A new AI called “DeepNash” has mastered Stratego, one of the few iconic boardgames where computers don’t regularly trounce human players, according to a paper published this week. It’s a huge and surprising result—at least to the the Stratego community.
Stratego is a game with two distinct challenges: it requires long-term strategic thinking (like chess) and also requires players to deal with incomplete information (like poker). The goal is to move across the board and capture the other player’s flag piece. Each game takes place over a 10 x 10 gridded board with two 2 x 2 square lakes blocking the middle of the board. Both players have 40 pieces with different tactical values that can are deployed at the start of the game—the catch is that you can’t see what your opponent’s pieces are and they can’t see what yours are. When you are planning an attack, you don’t know if the defender is a high-ranked Marshal that will beat almost all your pieces or a lowly Sergeant that can be taken out by a Lieutenant or Captain. Some of the other playable pieces include bombs (powerful but immobile), scouts (that can move more than one square at once), and miners (who can defuse bombs) which all add to the tactical complexity. The game only ends when one player’s flag piece is captured or they can no longer make any legal moves.
All this is to say that Stratego creates a unique challenge for computers to solve. Chess is relatively easy because all the information is visible to everyone—in game theory, it’s called a “perfect information game”. A computer can look at your defences, simulate 10 or so moves ahead for a few different options, and pick the best one. It gives them a serious strategic advantage over even the best human players. It also helps that chess is a game that tends to be won or lost by in a few key moments rather than by gradual pressure. The average chess game takes around 40 moves while Stratego takes more than 380. This means each move in chess is far more important (and for humans, warrants a lot more consideration) whereas Stratego is more fast paced and flexible.
Stratego, on the other hand, is an “imperfect information game.” Until an opponent’s piece attacks or is attacked, you have no way of knowing what it is. In poker, an imperfect information game that computers have been able to play at a high level for years, there are 10^164 possible game states and each player only has 10^3 possible two-card starting hands. In Stratego, there are 10^535 possible states and more than 10^66 possible deployments—that means there’s a lot more unknown information to account for. And that’s on top of the strategic challenges.
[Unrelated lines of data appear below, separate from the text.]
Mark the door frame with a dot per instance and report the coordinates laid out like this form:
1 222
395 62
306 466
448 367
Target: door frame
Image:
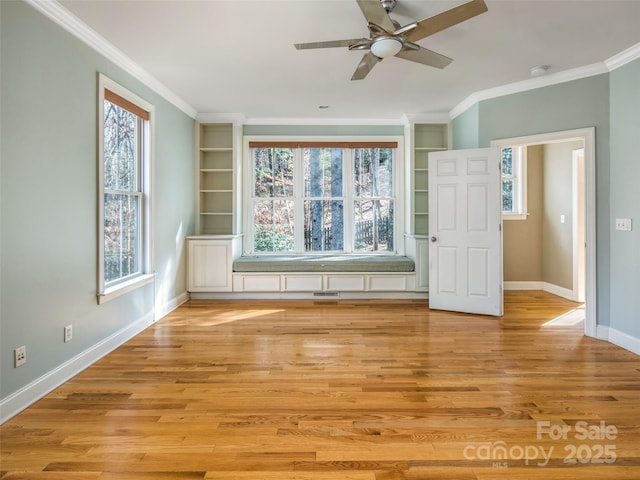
587 135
Combined, the two challenges make Stratego especially difficult for computers (or AI researchers). According to the team, it’s “not possible to use state-of-the-art model-based perfect information planning techniques nor state-of-the-art imperfect information search techniques that break down the game into independent situations.” The computer has to be able to make strategic plans that incorporate the imperfect information it has available to it.
But DeepNash has been able to pull it off. The researchers used a novel method that allowed the AI to learn to play Stratego by itself while developing its own strategies. It used a model-reinforcement learning algorithm called Regularized Nash Dynamics (R-NaD) combined with a deep neural network architecture that seeks a Nash equilibrium—“an unexploitable strategy in zero-sum two-player games” like Stratego—and by doing so, it could learn the “qualitative behavior that one could expect a top player to master.” This is an approach that has been used before in simple Prisoners Dilemma-style games, but never with a game as complex as this.
DeepNash was tested against the best existing Stratego bots and expert human players. It beat all other bots and was highly competitive against the expert humans on Gravon, an online board games platform. Even better, from a qualitative standpoint, it was able to play well. It could make trade-offs between taking material and concealing the identity of its pieces, execute bluffs, and even take calculated gambles. (Though the researchers also consider that terms like “deception” and “bluff” might well refer to mental states that DeepNash is incapable of having.)
All told, it’s an exciting demonstration of a new way of training AI models to play games (and maybe perform other similar tasks in the future)—and it doesn’t rely on computationally heavy deep search strategies which have previously been used to play other games like chess, Go, and poker.